Search code examples
apache-kafkakafka-consumer-api

Why single node multiple broker in kafka cluster not preferred?


I am trying to implement kafka into production. Wanted to know why single-node, multiple-broker kafka instance is not preferred. Few people suggested that if multiple brokers are used on single node, they should be allocated separate disk space but the reason to do so is not clear.

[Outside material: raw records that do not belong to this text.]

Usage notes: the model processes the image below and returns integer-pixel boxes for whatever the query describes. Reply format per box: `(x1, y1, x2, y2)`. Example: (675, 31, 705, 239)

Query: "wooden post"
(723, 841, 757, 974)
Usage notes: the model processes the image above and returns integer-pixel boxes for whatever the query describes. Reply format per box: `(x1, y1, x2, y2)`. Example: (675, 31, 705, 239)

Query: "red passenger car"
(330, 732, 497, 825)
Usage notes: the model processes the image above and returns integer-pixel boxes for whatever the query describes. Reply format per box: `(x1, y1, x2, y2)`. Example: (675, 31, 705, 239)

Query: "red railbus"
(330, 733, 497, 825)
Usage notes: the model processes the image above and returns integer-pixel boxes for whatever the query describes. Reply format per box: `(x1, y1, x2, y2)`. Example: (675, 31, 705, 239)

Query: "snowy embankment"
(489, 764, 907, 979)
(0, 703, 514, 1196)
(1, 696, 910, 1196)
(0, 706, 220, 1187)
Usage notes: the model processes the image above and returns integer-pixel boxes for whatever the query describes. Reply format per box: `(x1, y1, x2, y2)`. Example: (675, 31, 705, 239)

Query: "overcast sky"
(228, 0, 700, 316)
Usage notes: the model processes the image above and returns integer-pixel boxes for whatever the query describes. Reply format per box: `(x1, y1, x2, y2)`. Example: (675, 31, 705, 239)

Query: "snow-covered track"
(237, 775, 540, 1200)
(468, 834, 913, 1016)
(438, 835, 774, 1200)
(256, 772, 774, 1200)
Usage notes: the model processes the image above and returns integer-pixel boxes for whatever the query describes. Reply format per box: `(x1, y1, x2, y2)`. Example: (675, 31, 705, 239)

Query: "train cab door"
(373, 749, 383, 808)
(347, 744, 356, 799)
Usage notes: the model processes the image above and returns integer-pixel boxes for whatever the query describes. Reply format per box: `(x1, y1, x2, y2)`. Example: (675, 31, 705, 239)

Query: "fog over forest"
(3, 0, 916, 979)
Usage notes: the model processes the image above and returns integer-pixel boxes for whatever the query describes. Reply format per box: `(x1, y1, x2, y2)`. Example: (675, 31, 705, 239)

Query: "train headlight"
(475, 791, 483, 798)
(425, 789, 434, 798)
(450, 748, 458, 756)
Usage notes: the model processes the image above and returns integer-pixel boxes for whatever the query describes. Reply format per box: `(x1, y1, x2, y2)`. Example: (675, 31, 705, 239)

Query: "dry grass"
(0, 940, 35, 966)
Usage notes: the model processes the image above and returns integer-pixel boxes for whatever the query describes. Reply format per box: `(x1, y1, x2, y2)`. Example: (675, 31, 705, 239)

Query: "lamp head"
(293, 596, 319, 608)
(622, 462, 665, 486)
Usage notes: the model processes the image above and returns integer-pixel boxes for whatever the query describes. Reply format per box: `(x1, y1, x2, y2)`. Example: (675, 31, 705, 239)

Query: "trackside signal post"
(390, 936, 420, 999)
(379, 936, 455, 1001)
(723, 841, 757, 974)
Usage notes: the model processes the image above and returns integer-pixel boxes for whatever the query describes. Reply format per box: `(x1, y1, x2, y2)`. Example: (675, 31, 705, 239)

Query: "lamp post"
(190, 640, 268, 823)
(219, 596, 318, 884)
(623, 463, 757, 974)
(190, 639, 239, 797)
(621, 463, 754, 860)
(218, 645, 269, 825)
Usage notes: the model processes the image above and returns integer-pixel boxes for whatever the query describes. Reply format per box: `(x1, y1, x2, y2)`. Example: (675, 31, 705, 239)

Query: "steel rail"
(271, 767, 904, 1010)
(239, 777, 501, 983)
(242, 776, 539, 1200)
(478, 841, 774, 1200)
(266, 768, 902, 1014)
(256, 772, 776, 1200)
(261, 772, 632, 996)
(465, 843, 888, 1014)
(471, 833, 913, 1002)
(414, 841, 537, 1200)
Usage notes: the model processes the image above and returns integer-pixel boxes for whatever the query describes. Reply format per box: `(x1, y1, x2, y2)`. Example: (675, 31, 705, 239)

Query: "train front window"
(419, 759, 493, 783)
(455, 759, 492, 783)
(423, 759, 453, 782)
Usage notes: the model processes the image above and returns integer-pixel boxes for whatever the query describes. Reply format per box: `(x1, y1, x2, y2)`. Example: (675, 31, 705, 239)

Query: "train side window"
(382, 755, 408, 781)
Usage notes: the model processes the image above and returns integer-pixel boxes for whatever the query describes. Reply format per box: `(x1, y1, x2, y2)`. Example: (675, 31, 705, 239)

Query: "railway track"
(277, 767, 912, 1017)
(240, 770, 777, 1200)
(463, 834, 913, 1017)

Can someone please explain the impact of single broker vs multiple broker kafka instance on a single node.


Solution

  • Every topic, is a particular stream of data (similar to a table in a database). Topics, are split into partitions (as many as you like) where each message within a partition gets an incremental id, known as offset as shown below.

    Partition 0:

    +---+---+---+-----+
    | 0 | 1 | 2 | ... |
    +---+---+---+-----+
    

    Partition 1:

    +---+---+---+---+----+
    | 0 | 1 | 2 | 3 | .. |
    +---+---+---+---+----+
    

    Now a Kafka cluster is composed of multiple brokers. Each broker is identified with an ID and can contain certain topic partitions.

    Example of 2 topics (each having 3 and 2 partitions respectively):

    Broker 1:

    +-------------------+
    |      Topic 1      |
    |    Partition 0    |
    |                   |
    |                   |
    |     Topic 2       |
    |   Partition 1     |
    +-------------------+
    

    Broker 2:

    +-------------------+
    |      Topic 1      |
    |    Partition 2    |
    |                   |
    |                   |
    |     Topic 2       |
    |   Partition 0     |
    +-------------------+
    

    Broker 3:

    +-------------------+
    |      Topic 1      |
    |    Partition 1    |
    |                   |
    |                   |
    |                   |
    |                   |
    +-------------------+
    

    Note that data is distributed (and Broker 3 doesn't hold any data of topic 2).

    Topics, should have a replication-factor > 1 (usually 2 or 3) so that when a broker is down, another one can serve the data of a topic. For instance, assume that we have a topic with 2 partitions with a replication-factor set to 2 as shown below:

    Broker 1:

    +-------------------+
    |      Topic 1      |
    |    Partition 0    |
    |                   |
    |                   |
    |                   |
    +-------------------+
    

    Broker 2:

    +-------------------+
    |      Topic 1      |
    |    Partition 0    |
    |                   |
    |                   |
    |     Topic 1       |
    |   Partition 1     |
    +-------------------+
    

    Broker 3:

    +-------------------+
    |      Topic 1      |
    |    Partition 1    |
    |                   |
    |                   |
    |                   |
    +-------------------+
    

    Now assume that Broker 2 has failed. Broker 1 and 3 can still serve the data for topic 1. So a replication-factor of 3 is always a good idea since it allows for one broker to be taken down for maintenance purposes and also for another one to be taken down unexpectedly. Therefore, Apache-Kafka offers strong durability and fault tolerance guarantees.